If you wish to turn this risotto into something really fancy, decorate it with a couple raw sweet red prawns (or even langoustines perhaps).

Enjoy.

Serves 4:

  • 1.5-2 litres of good vegetable stock (hot)
  • 3-4 tablespoons of olive oil
  • 320 g of carnaroli rice (or other risotto rice like vialone nano for example)
  • 1 medium onion, chopped very finely
  • 125 ml of dry white wine
  • about 25-30 good quality saffron threads (don’t use powdered saffron if possible)

To finish the risotto (“mantecatura”):

  • 2 tablespoons of olive oil 
  • juice of one lemon 
  • 250g of fresh burrata (plus some more for the garnish if you wish)
  • a handful of fresh basil leaves, torn
  • salt
  • freshly ground black pepper

Heat up the olive oil in a heavy based pan on a medium heat and add the chopped onion. Cook gently until translucent but don’t colour the onion (for about 5-8 minutes).

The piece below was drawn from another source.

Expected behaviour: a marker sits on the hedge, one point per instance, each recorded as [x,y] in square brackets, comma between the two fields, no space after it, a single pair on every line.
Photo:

Now add the rice into the pan and stir for a couple of minutes. All the grains should be coated with the mixture and warm (they will start changing colour).

Next pour in the wine that should cover the rice and let it evaporate completely.  Once the onion and rice are dry, add the saffron and start pouring in the stock in small amounts, even a ladleful or two at a time while continuously stirring the risotto base. When each addition of the stock has almost evaporated add another one (again a ladleful or two, never add too much).

Carry on cooking the risotto for 15-17 minutes on a medium heat (which is long enough for the rice to turn al dente) but slow down with adding the stock after 12-15 minutes.You don’t want the risotto to become too runny or wet, it should be creamy instead therefore pay attention to how much stock you are adding towards the end of the cooking process. 

Towards the end of cooking the risotto, taste it and season with salt.

Once the grains are ready and soft (al dente) turn the heat down.

Beat in 2 tablespoons of olive oil and stir in the lemon juice (you don’t have to use all the lemon juice at once, it is better to add it gradually tasting all the time). Next add the basil leaves and separated into smaller pieces burrata cheese. Stir everything vigorously and give it a final taste. 

Allow the risotto to rest for a minute or two and serve decorating with a pinch of freshly ground black pepper and a couple of basil leaves.